I do not understand this. Why different coefficient rings? What difference does it make?
The Chern character satisfies $\text{ch}(E \otimes F) = \text{ch}(E) \text{ch}(F)$ and $\text{ch}(E \oplus F) = \text{ch}(E) + \text{ch}(F)$, as well as the usual axioms of naturality and its value on, $\tau_1 \to \Bbb{CP}^1$.
The Chern character is the unique natural transformation to $\prod H^{2i}(X;R)$ satisfying these properties. There is no integer-cohomology-valued natural transformation that satisfies them. Explaining why is outside the scope of this answer, but the reason we introduce the rationals is that we must.
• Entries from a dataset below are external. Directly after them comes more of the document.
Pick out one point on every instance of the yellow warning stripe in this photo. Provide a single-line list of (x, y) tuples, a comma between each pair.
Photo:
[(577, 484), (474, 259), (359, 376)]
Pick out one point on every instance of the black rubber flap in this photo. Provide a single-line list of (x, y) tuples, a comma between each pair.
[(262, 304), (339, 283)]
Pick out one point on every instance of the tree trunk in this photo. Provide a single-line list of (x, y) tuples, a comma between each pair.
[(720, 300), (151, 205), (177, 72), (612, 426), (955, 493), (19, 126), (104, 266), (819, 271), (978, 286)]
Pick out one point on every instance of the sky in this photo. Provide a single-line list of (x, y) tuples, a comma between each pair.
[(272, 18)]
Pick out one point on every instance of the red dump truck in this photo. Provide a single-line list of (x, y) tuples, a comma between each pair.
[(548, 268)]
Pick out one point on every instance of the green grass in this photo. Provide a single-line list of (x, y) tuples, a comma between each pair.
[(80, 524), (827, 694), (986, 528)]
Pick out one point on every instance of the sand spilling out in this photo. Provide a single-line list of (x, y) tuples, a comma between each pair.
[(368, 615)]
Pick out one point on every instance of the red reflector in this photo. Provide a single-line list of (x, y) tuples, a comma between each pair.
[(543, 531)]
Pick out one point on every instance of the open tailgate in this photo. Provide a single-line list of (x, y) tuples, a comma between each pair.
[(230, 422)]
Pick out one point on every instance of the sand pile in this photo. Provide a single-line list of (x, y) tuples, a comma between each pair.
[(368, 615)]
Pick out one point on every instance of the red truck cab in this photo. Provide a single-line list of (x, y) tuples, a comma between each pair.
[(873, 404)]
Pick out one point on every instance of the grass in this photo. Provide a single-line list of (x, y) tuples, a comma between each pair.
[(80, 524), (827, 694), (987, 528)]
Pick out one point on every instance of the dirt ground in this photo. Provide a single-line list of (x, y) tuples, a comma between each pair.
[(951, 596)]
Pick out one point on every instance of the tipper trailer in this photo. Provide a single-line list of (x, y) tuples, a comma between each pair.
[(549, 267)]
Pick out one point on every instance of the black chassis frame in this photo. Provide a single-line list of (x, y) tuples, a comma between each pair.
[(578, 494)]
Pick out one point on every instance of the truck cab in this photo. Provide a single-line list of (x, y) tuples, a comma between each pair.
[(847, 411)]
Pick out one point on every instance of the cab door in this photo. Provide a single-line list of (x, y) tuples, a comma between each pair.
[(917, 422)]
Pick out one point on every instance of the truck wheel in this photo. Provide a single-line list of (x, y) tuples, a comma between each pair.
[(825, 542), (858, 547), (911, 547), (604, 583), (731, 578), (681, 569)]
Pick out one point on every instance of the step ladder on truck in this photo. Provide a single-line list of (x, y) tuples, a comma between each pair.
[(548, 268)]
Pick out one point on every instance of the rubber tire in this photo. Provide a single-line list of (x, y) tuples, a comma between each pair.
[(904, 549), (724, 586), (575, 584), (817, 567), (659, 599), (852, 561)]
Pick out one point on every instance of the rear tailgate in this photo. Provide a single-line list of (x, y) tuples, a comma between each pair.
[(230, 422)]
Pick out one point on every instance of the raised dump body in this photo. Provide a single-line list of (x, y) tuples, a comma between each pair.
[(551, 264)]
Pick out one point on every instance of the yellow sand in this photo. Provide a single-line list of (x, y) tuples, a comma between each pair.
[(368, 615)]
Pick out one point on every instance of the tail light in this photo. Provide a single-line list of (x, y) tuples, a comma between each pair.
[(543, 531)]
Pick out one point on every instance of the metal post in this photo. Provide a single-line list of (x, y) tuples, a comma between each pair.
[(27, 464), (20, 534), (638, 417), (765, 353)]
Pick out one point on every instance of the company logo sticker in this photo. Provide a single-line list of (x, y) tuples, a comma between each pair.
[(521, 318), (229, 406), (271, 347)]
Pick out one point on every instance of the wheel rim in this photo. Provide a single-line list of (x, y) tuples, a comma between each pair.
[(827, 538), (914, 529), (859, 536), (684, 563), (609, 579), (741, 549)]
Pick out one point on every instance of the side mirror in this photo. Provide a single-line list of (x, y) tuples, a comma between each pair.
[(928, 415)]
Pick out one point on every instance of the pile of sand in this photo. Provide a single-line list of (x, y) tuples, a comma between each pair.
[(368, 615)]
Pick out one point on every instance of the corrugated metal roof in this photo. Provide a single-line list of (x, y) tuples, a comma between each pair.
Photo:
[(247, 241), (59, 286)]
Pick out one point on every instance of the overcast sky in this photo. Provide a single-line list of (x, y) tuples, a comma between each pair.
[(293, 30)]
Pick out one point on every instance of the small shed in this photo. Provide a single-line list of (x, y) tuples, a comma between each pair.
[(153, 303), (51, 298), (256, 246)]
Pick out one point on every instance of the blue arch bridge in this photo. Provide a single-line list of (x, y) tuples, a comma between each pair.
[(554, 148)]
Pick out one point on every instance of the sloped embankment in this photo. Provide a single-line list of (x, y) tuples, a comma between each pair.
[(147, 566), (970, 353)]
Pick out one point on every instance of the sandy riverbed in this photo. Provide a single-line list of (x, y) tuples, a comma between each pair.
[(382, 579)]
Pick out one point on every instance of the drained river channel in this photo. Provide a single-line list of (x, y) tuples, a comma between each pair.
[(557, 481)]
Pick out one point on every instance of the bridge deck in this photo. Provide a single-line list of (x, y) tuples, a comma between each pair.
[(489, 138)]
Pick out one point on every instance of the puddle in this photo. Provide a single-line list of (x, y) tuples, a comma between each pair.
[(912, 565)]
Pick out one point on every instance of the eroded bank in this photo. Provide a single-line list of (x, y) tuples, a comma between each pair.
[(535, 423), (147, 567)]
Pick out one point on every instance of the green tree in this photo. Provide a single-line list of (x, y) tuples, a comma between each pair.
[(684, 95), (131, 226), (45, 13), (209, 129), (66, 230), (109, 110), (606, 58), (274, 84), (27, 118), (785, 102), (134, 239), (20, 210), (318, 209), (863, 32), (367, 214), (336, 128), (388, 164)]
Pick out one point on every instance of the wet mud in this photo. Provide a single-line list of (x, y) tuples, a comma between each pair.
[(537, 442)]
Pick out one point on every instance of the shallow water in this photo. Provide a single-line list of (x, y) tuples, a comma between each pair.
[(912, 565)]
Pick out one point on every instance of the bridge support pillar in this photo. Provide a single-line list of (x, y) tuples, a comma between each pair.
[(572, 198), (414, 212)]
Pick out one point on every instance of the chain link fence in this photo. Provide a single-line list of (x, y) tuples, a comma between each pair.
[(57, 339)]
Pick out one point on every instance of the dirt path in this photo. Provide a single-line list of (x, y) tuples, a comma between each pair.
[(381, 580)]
As for why we suddenly end up with something with $\Bbb Q$ coefficients, you just divided by $k!$, and most integers are not divisible by $k!$. Given an integer cohomology class $x$ and an integer $n$, you can always make sense of $\frac 1n x \in H^*(X;\Bbb Q)$, but this expression need not make sense in $H^*(X;\Bbb Z)$ (first: an element $y$ with $ny = x$ need not exist; second, if the cohomology ring has $n$-torsion, it is not unique).